If this happens to you, your insurance policy won’t be lost. Instead, the insurance company will pay the death benefit to your contingent beneficiaries — also known as secondary beneficiaries — or your estate.
Suicide
Suicide is usually covered under life insurance, with one caveat — life policies have a suicide clause that prohibits a payout for death by suicide in the first two or three years of the policy, depending on the company.
Insurers have suicide clauses in place to prevent applicants from taking their own lives immediately after their life policy goes into effect. The time frame for suicide clauses can vary from insurer to insurer, but it’s usually two to three years.
If you or someone you know is in crisis, you can reach the National Suicide Prevention Lifeline by calling or texting 988. The service is free and available 24 hours a day, seven days a week. The deaf and hard of hearing can contact the Lifeline via TTY by using your preferred relay service or dialing 711 then 988. All calls are confidential
Acts of war or terrorism
While this scenario is rare, if you die in an act of war or terror, some insurers might refuse to pay out your policy’s death benefit.
This type of inclusion is less common in life insurance than in other types of insurance. The good news is that many of Policygenius’ partner companies don’t include this inclusion in their policies.
The situation is slightly more complicated if you’re an active member of the military. Whether you qualify for a private life insurance policy will depend on your rank and your current deployment status. Ask your insurance agent for clarification if you have questions about this exclusion.
Drug or alcohol use
Death by drug or alcohol use is usually covered by a life insurance policy. However, if a death caused by drugs or alcohol occurs within the two-year contestability period, it could jeopardize the payout of the death benefit.
During the contestability period, the insurer has the right to review your application materials for any inaccuracies. If it finds out that you lied or withheld information about any history of drug or alcohol abuse when you applied for coverage, it might deny the claim and your beneficiaries might not receive the death benefit.
Life insurance companies can also be exempt from providing coverage in the case of suicide by drug overdose, but they’ll need to prove that the overdose was deliberate to deny the death benefit.
Illegal activities
Some life insurance policies have an exclusion for deaths that occur while the insured is participating in an illegal activity.
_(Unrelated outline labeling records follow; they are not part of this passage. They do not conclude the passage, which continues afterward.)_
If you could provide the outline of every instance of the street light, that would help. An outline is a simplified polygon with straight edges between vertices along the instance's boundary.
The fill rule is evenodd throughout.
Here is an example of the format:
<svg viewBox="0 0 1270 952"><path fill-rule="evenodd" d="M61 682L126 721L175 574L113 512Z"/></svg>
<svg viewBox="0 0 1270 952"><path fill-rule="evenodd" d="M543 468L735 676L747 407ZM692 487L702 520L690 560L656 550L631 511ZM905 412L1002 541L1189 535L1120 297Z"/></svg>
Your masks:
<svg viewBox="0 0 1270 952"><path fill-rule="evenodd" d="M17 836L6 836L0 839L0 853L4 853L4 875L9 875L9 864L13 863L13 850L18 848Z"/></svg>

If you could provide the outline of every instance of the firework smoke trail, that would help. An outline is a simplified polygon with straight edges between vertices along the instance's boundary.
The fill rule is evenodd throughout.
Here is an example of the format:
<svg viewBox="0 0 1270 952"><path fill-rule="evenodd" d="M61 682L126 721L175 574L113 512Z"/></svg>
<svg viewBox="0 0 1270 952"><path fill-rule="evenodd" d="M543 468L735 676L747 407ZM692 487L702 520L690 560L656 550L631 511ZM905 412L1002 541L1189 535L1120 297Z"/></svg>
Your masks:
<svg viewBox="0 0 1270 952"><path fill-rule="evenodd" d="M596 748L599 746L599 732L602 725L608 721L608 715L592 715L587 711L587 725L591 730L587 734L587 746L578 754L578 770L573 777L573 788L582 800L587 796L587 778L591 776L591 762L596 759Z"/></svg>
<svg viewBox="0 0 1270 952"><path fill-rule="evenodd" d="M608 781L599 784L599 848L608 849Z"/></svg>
This exclusion may apply to some crimes — felonies, for example — but not others. The contestability clause may come into play here as well — if the death occurs after the policy has been active for two years, the death benefit may get paid out regardless.
Every insurer has its own guidelines on how to deal with illegal activities. Your agent will be able to walk you through any exclusions included in your policy.
If you leave no beneficiaries on your policy
Paying out the death benefit can also get complicated if you don’t list any beneficiaries in your life insurance policy, or if your beneficiaries die before you do.
Without any beneficiaries, the money from your policy’s death benefit is paid out to your estate and has to go through probate court — a long process where a court decides who should get your assets. It could take up to a year for any funds on your estate to be paid out.
The same scenario applies if your beneficiaries die before you — the death benefit will be paid to your estate and a probate court will ultimately decide who gets your policy’s payout.
The easiest way to make sure your family will receive the payout when you die is by keeping the beneficiaries on your policy up to date and naming secondary beneficiaries, who will receive the death benefit if your primary beneficiary can’t.